Since Marcin plans to change the get/set interface
of the library it would be better to arrange
review for rev6, within reasonable time interval
(few months, not in a year). I would be happy
with current acceptance as well,
as futher improvement are very likely.
The library has potential to be very useful
for real world application (in current form
and even more in rev6).
Clearly, domain for the library is to read/write
configuration data, not to serve as generic tree
or complete XML parser.
Temptation to extend the now simple API into
giant does-it-all tool may result in something
practically no one would dare to use.
I do not see the overlap with PO as obstacle.
Merge between PT and PO is unlikely - I have
never seen anything like this on Boost so far.
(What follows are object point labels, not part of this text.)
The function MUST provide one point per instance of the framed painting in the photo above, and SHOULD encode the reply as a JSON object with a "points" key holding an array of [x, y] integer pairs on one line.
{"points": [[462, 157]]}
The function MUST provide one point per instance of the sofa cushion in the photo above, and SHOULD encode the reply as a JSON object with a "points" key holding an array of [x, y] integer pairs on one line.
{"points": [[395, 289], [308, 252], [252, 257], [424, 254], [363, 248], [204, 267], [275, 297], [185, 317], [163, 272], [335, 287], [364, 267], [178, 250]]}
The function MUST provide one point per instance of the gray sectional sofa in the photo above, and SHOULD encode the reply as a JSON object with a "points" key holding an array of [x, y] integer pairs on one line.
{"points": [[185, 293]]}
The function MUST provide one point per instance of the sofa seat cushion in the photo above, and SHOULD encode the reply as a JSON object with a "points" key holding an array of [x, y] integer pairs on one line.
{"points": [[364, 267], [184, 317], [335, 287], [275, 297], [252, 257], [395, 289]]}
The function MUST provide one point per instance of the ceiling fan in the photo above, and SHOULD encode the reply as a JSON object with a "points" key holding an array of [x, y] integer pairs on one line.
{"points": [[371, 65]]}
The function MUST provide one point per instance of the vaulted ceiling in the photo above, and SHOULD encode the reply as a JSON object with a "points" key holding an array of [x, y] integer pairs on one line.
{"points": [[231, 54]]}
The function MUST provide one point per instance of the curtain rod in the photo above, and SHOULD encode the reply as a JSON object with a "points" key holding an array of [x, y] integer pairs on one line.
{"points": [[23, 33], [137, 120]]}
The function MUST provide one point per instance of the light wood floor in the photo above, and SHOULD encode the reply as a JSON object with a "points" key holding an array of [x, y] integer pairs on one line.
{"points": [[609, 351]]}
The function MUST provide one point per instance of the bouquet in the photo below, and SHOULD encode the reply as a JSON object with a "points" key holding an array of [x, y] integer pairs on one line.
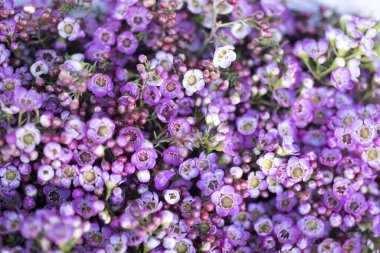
{"points": [[183, 126]]}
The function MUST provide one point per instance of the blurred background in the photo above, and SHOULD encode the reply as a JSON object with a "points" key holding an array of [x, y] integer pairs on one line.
{"points": [[362, 7]]}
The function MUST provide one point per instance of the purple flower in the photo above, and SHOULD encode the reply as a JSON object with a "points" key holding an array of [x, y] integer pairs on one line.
{"points": [[311, 226], [364, 132], [161, 180], [330, 157], [100, 85], [313, 48], [179, 127], [172, 156], [189, 169], [352, 245], [138, 18], [144, 158], [27, 100], [286, 232], [329, 246], [263, 226], [90, 178], [356, 204], [27, 137], [247, 124], [69, 29], [256, 183], [10, 177], [100, 129], [298, 169], [88, 206], [166, 110], [170, 88], [285, 97], [226, 200], [127, 43], [302, 112], [341, 79], [105, 36], [130, 137], [211, 180], [4, 53]]}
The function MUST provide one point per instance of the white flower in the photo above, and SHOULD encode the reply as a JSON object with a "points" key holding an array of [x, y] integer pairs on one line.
{"points": [[193, 81], [39, 68], [224, 56], [240, 30], [164, 59], [224, 8], [69, 29], [196, 6], [171, 196], [27, 137], [212, 119]]}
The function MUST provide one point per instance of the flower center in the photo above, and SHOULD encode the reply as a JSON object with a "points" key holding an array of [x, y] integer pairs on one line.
{"points": [[254, 182], [11, 175], [373, 154], [9, 85], [28, 139], [297, 172], [89, 176], [226, 202], [101, 81], [69, 172], [103, 131], [143, 156], [267, 164], [68, 28], [85, 157], [181, 247], [192, 80], [214, 184], [312, 224], [365, 132]]}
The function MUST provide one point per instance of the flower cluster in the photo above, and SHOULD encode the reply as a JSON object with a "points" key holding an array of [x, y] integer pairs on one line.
{"points": [[172, 126]]}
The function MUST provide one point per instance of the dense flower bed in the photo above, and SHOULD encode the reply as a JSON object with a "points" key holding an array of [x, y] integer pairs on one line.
{"points": [[172, 126]]}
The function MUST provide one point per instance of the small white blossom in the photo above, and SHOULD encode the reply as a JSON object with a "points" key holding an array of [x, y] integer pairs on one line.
{"points": [[212, 119], [240, 30], [171, 196], [224, 56], [69, 29], [193, 81], [39, 68], [223, 7], [196, 6]]}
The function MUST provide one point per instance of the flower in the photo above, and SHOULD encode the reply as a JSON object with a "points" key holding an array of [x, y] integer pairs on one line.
{"points": [[247, 124], [100, 129], [298, 169], [311, 226], [315, 49], [226, 200], [69, 29], [100, 85], [27, 137], [256, 183], [144, 158], [211, 180], [138, 18], [127, 43], [27, 100], [224, 56], [4, 53], [10, 177], [193, 81]]}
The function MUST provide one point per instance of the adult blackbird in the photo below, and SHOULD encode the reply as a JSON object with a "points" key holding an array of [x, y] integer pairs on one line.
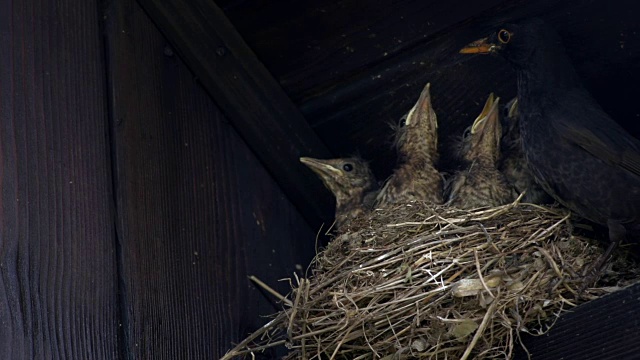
{"points": [[415, 178], [579, 155], [351, 182], [512, 163], [481, 184]]}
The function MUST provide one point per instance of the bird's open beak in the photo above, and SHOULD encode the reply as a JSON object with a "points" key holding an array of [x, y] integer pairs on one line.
{"points": [[513, 109], [481, 46], [321, 167], [479, 122], [421, 107]]}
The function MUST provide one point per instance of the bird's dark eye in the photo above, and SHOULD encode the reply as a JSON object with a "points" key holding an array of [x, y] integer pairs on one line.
{"points": [[504, 36]]}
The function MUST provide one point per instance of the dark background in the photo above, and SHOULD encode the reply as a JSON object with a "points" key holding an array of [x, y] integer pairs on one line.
{"points": [[134, 207]]}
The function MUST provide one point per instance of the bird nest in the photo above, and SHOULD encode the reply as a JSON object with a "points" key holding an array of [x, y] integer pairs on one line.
{"points": [[439, 283]]}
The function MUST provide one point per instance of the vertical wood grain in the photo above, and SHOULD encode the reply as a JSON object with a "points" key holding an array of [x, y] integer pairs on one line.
{"points": [[57, 247], [197, 211]]}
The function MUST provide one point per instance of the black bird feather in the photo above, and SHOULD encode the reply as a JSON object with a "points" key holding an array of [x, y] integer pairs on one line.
{"points": [[576, 152]]}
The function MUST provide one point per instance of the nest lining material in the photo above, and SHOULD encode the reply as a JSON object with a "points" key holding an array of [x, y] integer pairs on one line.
{"points": [[416, 281]]}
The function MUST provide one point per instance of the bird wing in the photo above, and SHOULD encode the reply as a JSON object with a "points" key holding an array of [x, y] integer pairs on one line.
{"points": [[582, 122]]}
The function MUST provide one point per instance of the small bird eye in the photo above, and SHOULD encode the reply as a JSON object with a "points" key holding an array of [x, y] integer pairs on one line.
{"points": [[504, 36]]}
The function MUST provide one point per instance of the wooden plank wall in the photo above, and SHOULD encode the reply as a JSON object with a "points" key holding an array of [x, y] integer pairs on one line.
{"points": [[130, 212], [58, 278], [197, 211]]}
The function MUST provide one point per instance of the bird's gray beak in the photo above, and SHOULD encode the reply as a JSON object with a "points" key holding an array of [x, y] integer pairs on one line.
{"points": [[513, 109], [481, 46], [321, 167]]}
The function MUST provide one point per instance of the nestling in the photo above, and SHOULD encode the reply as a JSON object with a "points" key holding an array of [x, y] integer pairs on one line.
{"points": [[415, 178], [512, 163], [481, 184], [351, 182], [576, 152]]}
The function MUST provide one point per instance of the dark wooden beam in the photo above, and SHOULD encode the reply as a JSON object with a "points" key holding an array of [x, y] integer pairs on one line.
{"points": [[58, 270], [197, 212], [606, 328], [251, 99]]}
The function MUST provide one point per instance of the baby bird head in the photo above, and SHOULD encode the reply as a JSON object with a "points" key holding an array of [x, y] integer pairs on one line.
{"points": [[417, 132]]}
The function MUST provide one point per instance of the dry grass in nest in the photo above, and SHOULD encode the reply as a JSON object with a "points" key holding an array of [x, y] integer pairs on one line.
{"points": [[438, 283]]}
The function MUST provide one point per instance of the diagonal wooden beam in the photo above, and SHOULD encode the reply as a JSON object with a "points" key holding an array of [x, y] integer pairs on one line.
{"points": [[251, 99]]}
Things that need improvement:
------------------------------------------
1. Examples, examples, examples.
Adding many small but complete examples
into documentation is the most effective way
how to increase acceptance of the library
among users. No one is interested
in reading lenghty manual just to get a value
from INI.
If the documentation is already too big drop
reference, heck, drop anything but add examples.
As others had pointed, there is more to improve
in the documentation.
2. Limitation of the library should be clearly spelled,
especially for XML. I am in favour to limit XML features
as much as possible - it is not task of simple
configuration tool to provide validating parser
and whatnot.
Rename te library to "simple property tree"
if people cannot stop requesting more.
Existence of ptree is no barrier for anyone to
create "powerfull property tree".
3. Others:
* basic_string should not be hardcoded.
There are too many string implementations floating
around.
* Optional MT safety may be added.
* Named template parameters may be used to deal
with large number of traits
* Preserving comments and whitespace in INI/JSON/INFO
could be the /most/ important reason someone
decides to use the library.
* The library should be able to read multiline data
that do not require backslash at the end. It would be
usefuul e.g. to store scipts inside configuration.
* The comand line parser should have reference to PO
and should clearly state its limits.
* It is possible and useful to extend the registry parser
(registry_ptree?).
One existing registry library can be found on:
http://synesis.com.au/software/stlsoft/help/group__winstl__reg__library.html
* The property tree itself may be serializable
as it could be part of larger application state
(this is different from using Serialization as
engine for PT).
* Support for various Unicode encodings
(frex reading UTF16 BE and
converting the strings to ANSI, all transparently).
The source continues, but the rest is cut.